PipelineCommand Description Initiator
CREATE_DATAFLOW_GRAPH Creates a new dataflow graph pyspark.pipelines.spark_connect_pipeline
DROP_DATAFLOW_GRAPH Drops a pipeline
DEFINE_DATASET Defines a dataset SparkConnectGraphElementRegistry
DEFINE_FLOW Defines a flow SparkConnectGraphElementRegistry
START_RUN Starts a pipeline run pyspark.pipelines.spark_connect_pipeline.start_run
DEFINE_SQL_GRAPH_ELEMENTS DEFINE_SQL_GRAPH_ELEMENTS SparkConnectGraphElementRegistry

handlePipelinesCommand reports an UnsupportedOperationException for incorrect commands:

[other] not supported

handlePipelinesCommand is used when:

  • SparkConnectPlanner (Spark Connect) is requested to handlePipelineCommand (for PIPELINE_COMMAND command)

CREATE_DATAFLOW_GRAPH

handlePipelinesCommand creates a dataflow graph and sends the graph ID back.

DEFINE_DATASET

handlePipelinesCommand prints out the following INFO message to the logs:

Define pipelines dataset cmd received: [cmd]

handlePipelinesCommand defines a dataset.

DEFINE_FLOW

handlePipelinesCommand prints out the following INFO message to the logs:

Define pipelines flow cmd received: [cmd]

handlePipelinesCommand defines a flow.

START_RUN

handlePipelinesCommand prints out the following INFO message to the logs:

Start pipeline cmd received: [cmd]

handlePipelinesCommand starts a pipeline run.

Start Pipeline Run

startRun(
  cmd: proto.PipelineCommand.StartRun,
  responseObserver: StreamObserver[ExecutePlanResponse],
  sessionHolder: SessionHolder): Unit
START_RUN Pipeline Command

startRun is used when PipelinesHandler is requested to handle proto.PipelineCommand.CommandTypeCase.START_RUN command.

startRun finds the GraphRegistrationContext by dataflowGraphId in the DataflowGraphRegistry (in the given SessionHolder).

startRun creates a PipelineEventSender to send pipeline execution progress events back to the Spark Connect client (Python pipeline runtime).

startRun creates a PipelineUpdateContextImpl (with the PipelineEventSender).

In the end, startRun requests the PipelineUpdateContextImpl for the PipelineExecution to run a pipeline or dry-run a pipeline for dry-run or run command, respectively.

Create Dataflow Graph

createDataflowGraph(
  cmd: proto.PipelineCommand.CreateDataflowGraph,
  spark: SparkSession): String

createDataflowGraph finds the catalog and the database in the given cmd command and creates a dataflow graph.

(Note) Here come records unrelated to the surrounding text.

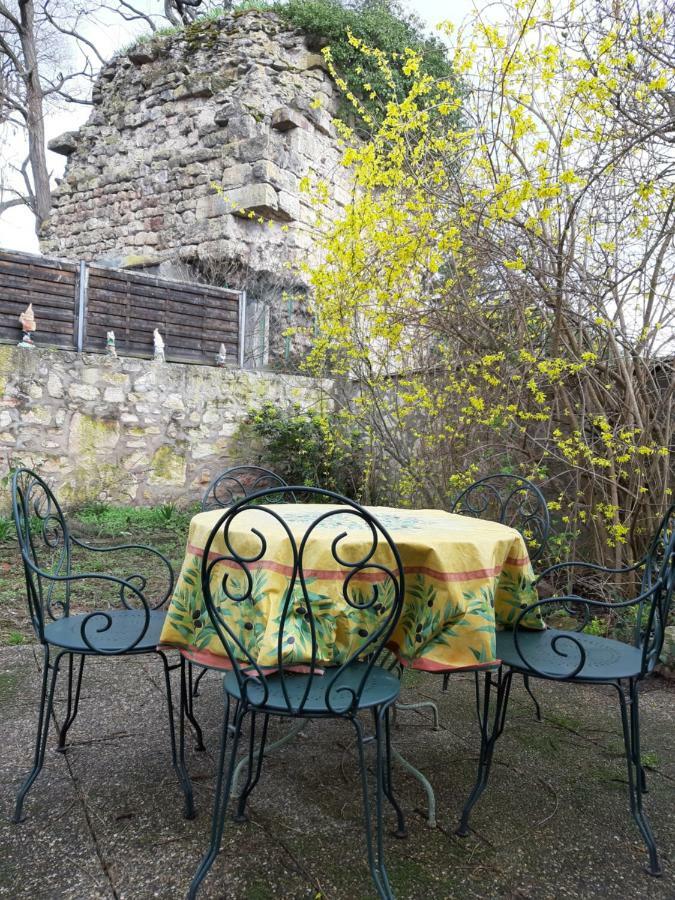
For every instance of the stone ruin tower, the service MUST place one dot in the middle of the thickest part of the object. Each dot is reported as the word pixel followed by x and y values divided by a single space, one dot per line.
pixel 240 102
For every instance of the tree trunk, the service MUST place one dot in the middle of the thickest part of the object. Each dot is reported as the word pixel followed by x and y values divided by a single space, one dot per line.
pixel 37 152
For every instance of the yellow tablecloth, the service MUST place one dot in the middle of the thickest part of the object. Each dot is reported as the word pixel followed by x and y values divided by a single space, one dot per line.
pixel 463 578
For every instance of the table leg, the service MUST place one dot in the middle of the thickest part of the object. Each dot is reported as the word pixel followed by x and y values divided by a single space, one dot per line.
pixel 431 798
pixel 270 748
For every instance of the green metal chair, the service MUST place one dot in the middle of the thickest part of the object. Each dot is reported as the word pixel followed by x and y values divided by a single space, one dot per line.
pixel 576 657
pixel 237 482
pixel 129 625
pixel 515 501
pixel 225 489
pixel 341 692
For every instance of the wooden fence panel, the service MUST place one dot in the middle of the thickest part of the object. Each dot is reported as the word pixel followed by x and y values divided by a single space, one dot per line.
pixel 50 285
pixel 193 319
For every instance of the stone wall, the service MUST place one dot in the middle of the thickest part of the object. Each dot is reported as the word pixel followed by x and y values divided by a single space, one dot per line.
pixel 240 102
pixel 127 430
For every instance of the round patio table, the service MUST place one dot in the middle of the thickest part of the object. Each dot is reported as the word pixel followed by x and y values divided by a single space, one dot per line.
pixel 464 578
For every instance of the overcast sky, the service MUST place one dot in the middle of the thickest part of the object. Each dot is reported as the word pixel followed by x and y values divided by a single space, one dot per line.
pixel 16 225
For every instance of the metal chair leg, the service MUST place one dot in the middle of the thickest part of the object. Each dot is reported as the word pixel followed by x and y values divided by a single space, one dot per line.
pixel 178 758
pixel 401 830
pixel 73 701
pixel 188 707
pixel 424 704
pixel 254 759
pixel 46 705
pixel 195 686
pixel 375 854
pixel 489 735
pixel 630 722
pixel 221 798
pixel 526 684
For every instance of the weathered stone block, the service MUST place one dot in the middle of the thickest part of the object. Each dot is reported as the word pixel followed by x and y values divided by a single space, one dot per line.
pixel 83 392
pixel 65 143
pixel 285 118
pixel 260 199
pixel 140 55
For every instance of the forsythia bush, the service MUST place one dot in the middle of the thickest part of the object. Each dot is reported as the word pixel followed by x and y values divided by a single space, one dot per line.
pixel 500 288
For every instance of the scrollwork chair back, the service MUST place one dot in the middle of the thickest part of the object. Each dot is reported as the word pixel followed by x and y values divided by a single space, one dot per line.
pixel 511 500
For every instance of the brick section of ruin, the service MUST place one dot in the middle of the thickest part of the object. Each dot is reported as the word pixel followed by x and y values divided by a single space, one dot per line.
pixel 240 102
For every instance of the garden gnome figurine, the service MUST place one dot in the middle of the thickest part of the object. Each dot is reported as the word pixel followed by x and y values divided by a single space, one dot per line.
pixel 159 346
pixel 110 344
pixel 28 325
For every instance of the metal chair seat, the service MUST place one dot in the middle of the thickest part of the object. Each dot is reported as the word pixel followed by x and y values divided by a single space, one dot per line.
pixel 552 651
pixel 381 687
pixel 110 634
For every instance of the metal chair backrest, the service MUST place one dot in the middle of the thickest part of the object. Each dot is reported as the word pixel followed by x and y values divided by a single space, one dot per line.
pixel 47 552
pixel 237 482
pixel 45 546
pixel 342 546
pixel 656 558
pixel 511 500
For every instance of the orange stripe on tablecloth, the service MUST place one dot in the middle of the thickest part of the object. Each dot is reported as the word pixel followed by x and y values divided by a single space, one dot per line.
pixel 337 574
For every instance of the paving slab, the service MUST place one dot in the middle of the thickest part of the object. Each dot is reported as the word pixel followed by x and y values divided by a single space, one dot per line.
pixel 104 820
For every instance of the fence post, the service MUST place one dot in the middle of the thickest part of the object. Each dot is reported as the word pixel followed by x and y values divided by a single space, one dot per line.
pixel 242 327
pixel 82 283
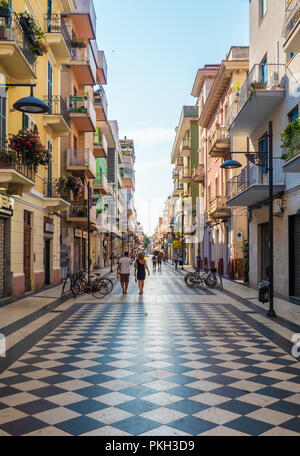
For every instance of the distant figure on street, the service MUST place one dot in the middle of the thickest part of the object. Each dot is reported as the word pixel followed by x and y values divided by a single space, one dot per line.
pixel 124 270
pixel 154 261
pixel 159 258
pixel 140 271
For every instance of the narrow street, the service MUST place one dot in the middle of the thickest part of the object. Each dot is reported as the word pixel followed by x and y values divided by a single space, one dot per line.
pixel 172 362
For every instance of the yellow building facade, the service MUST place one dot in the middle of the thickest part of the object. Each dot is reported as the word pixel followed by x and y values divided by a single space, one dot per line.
pixel 49 44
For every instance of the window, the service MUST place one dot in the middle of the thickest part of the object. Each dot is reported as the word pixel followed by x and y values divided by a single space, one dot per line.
pixel 263 6
pixel 25 121
pixel 264 71
pixel 294 114
pixel 2 119
pixel 50 85
pixel 263 147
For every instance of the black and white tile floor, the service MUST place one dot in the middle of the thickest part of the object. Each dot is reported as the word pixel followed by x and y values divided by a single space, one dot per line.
pixel 132 366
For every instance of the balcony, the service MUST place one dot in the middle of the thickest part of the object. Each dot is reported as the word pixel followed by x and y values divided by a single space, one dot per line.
pixel 252 185
pixel 84 19
pixel 262 92
pixel 15 50
pixel 175 174
pixel 218 208
pixel 101 184
pixel 101 105
pixel 100 145
pixel 185 148
pixel 82 114
pixel 178 189
pixel 292 164
pixel 83 65
pixel 102 67
pixel 219 143
pixel 198 174
pixel 58 118
pixel 291 29
pixel 185 176
pixel 58 38
pixel 81 161
pixel 15 177
pixel 179 163
pixel 53 200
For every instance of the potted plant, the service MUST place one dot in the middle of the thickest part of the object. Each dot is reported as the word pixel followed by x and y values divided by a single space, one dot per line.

createDataflowGraph returns the ID of the created dataflow graph.

defineSqlGraphElements

defineSqlGraphElements(
  cmd: proto.PipelineCommand.DefineSqlGraphElements,
  session: SparkSession): Unit

defineSqlGraphElements looks up the GraphRegistrationContext for the dataflow graph ID (from the given DefineSqlGraphElements command and in the given SessionHolder).

defineSqlGraphElements creates a new SqlGraphRegistrationContext (for the GraphRegistrationContext) to process the SQL definition file.

Define Dataset (Table or View)

defineDataset(
  dataset: proto.PipelineCommand.DefineDataset,
  sparkSession: SparkSession): Unit

defineDataset looks up the GraphRegistrationContext for the given dataset (or throws a SparkException if not found).

defineDataset branches off based on the dataset type:

Dataset Type Action
MATERIALIZED_VIEW or TABLE Registers a table
TEMPORARY_VIEW Registers a view

For unknown types, defineDataset reports an IllegalArgumentException:

Unknown dataset type: [type]

Define Flow

defineFlow(
  flow: proto.PipelineCommand.DefineFlow,
  transformRelationFunc: Relation => LogicalPlan,
  sparkSession: SparkSession): Unit

defineFlow looks up the GraphRegistrationContext for the given flow (or throws a SparkException if not found).

Implicit Flows

An implicit flow is a flow with the name of the target dataset (i.e. one defined as part of dataset creation).

defineFlow creates a flow identifier (for the flow name).

AnalysisException

defineFlow reports an AnalysisException if the given flow is not an implicit flow, but is defined with a multi-part identifier.

In the end, defineFlow registers a flow.